When you can’t afford to quit your job
- You’re Angry
You’ve had a terrible day at work, you’re mad at the boss, and nothing is going right. Quitting may seem like the best solution, but decisions made in haste aren’t always the best ones. Go home, calm down, think it through, and wait at least 24 hours to be sure you really want to quit right now.
- You can’t afford to quit
Finding a new job isn’t always as quick or as easy as you might think. Even if you have a strong skill set and work in an in-demand career field, the interview process can be lengthy, and you will need to replace your lost earnings until you start a new position.
- You don’t have a departure plan in place
Quitting without a plan in place can be scary because there are too many unknowns. You don’t know how long it will take to get hired, you may spend down your bank account faster than expected, and you don’t know where you’re going to find your next job.

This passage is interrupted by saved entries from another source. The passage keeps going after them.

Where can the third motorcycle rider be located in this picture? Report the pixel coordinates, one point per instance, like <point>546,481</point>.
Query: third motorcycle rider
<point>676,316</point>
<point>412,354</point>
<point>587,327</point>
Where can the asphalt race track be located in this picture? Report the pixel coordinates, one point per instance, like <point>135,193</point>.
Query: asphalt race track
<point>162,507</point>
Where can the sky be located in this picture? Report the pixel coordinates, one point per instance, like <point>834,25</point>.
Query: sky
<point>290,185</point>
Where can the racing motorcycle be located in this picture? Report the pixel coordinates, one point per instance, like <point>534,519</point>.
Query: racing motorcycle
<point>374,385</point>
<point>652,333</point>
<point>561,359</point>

- You’ll be considered a job hopper
Job hopping isn’t necessarily a bad thing. For example, many companies hire contract workers and short-term employees, and there are ways to adjust your resume to mitigate the impact. However, you will still need to be prepared to answer interview questions about why you left your job.
Finally, if and when you do decide quit your job, do so as gracefully as possible; don’t burn bridges if you can help it. It can be a small world, and people remember those who handle things in a respectful and appreciative manner. Your professional reputation matters, protect it.